Ruth tried again. “She said that they arrested the Jews in Nowy S˛acz, too. People couldn’t make up such awful things from whole cloth, could they? There must be some truth to it.” She sounded as if she really needed Helena to believe her.
“Perhaps,” Helena said, trying to take the idea seriously. She started to lift Karolina down from the chair before she began to fuss, demanding to climb down herself.

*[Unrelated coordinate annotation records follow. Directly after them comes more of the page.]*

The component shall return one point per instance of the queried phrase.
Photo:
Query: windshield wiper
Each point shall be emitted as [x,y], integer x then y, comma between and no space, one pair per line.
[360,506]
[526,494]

“Here,” Helena said, relenting and letting her do it, but keeping a protective hand close behind. Karolina looked at her in disbelief—it was Ruth, not Helena, who usually gave in. But the child’s smile, so rare these days, was reward enough. Karolina scampered down. She had always shown physical prowess beyond the others, rolling over at three months and walking at nine months, almost as if she knew that the world was testing her, and despite her small size she would need to get around on her own two feet. Helena checked her forehead and noted with relief that her skin was now cool to the touch, then released her to play on the floor.
“People wouldn’t stand for it,” she replied to Ruth, resuming their conversation in that fractured way that happened frequently while they were caring for the children. A lack of confidence eroded her voice. In fact, the war had stripped away so many civilities, given people a license to act on their deeper, baser selves. Many, she suspected with an uneasy feeling, would be only too happy to let the Germans get rid of not just Jews but neighbors they had never really wanted in the first place.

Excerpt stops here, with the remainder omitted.